I can't say I've changed my mind about the music itself: it's as commercial-sounding and corny as on the original album. In fact, some of the added parts sound even more commercial, that feeling reinforced in places by the vocals of HALEY SANDERSON. Yes, a female vocalist participates this time, singing the parts originally performed by GARY PICKFORD-HOPKINS as well as singing the newly-added songs. Don't get me wrong, she has a lovely voice, but RICK WAKEMAN's mainstream melodies coupled with her vibrato singing style at times are more middle-of-the-road or pop than progressive rock ('Journey's Dawn' and especially 'Echoes' are pure ANDREW LLOYD WEBER to me, for example). Mind you, I would rather listen to her than ASHLEY HOLT. To be fair, his singing on this studio album is much better than on the recording pressed onto the 1974 LP, but I do wish RICK WAKEMAN had used someone else.

DAVID HEMMINGS, the narrator on the 1974 album, died in 2003. His distinctive voice was one of the better things on that album, but PETER EGAN, another British actor, does a credible job on this reboot as he also has a clear, pleasant voice with some gravitas.
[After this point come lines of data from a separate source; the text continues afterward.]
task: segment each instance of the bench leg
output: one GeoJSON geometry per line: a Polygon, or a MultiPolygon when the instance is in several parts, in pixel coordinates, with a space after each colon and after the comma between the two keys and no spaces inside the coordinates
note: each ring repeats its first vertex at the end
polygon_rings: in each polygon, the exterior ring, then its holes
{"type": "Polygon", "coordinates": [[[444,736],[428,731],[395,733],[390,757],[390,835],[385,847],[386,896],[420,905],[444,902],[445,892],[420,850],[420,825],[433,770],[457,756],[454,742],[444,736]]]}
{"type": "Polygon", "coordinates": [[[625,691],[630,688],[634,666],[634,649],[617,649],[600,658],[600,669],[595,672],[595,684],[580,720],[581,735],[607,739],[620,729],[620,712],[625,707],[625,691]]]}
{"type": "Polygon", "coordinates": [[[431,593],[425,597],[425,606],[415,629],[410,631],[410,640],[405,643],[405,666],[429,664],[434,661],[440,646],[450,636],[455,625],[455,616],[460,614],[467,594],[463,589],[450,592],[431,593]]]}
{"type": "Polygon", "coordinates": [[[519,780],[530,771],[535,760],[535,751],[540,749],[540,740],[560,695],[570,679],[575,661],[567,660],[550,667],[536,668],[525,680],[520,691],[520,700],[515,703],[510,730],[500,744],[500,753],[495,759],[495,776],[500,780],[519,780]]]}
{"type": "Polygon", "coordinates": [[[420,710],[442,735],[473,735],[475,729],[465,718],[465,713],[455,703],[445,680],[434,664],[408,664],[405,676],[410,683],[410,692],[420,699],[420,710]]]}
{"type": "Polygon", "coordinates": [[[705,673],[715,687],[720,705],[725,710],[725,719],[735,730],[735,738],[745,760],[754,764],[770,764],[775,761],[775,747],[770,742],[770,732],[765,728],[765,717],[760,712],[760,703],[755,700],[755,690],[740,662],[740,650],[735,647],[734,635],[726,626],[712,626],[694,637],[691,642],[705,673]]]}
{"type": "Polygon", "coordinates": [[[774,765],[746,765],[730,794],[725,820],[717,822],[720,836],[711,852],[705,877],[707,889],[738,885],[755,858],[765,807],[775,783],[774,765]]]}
He could perhaps have injected a little more awe into the narration, but it's fine.

I have to say that the studio recording is good; the music sounds crisp and well-played. The orchestration is also good, and the synthesizer sounds are there too. The booklet containing the CD just lists RICK WAKEMAN's instruments as 'keyboards', without specifying the makes and models. My guess is that most -- perhaps all -- were digital rather than the analogue keyboards he played in 1974. Whatever they were, they sound good to this synthesizer fan. Overall, then, I prefer this reboot to the original live recording. I suppose my musical tastes have mellowed over the years as well, so the more-commercial sound does not grate as much as it did back in 1974.

The accompanying 130-page Classic Rock special and replica of the 1974 tour programme make interesting reading. Classic Rock magazine are to be commended for releasing this CD and associated 'album fanpack', and I very much hope it is a commercial success and brings the music to a new audience, not just to the old guard.

By the way, there are a few short pauses (track changes?) when I play the Audio CD on my Audio CD player in the lounge, but it plays seamlessly in the optical drive on my laptop so I assume the problem lies with my stand-alone CD player rather than the Audio CD.

I'll be hanging on to the album this time, but I can't say "Journey To The Centre Of The Earth" is essential or even particularly important to own if you are a fan of progressive rock. Unless, that is, you collect also for a historical perspective, in which case it is as much a piece of the 1970s as 'Close To The Edge', albeit nowhere near as good. But it is quite fun and, let's face it, you can hum or whistle along to this stuff. My rating for the original 1974 album was 2 stars (Collectors/fans only) but I'm going to give this 2012 rehash 3 stars (Good, but not essential). Actually, were such a thing possible, I might even be tempted to bump that up to 3.5 stars to take into account its historical interest.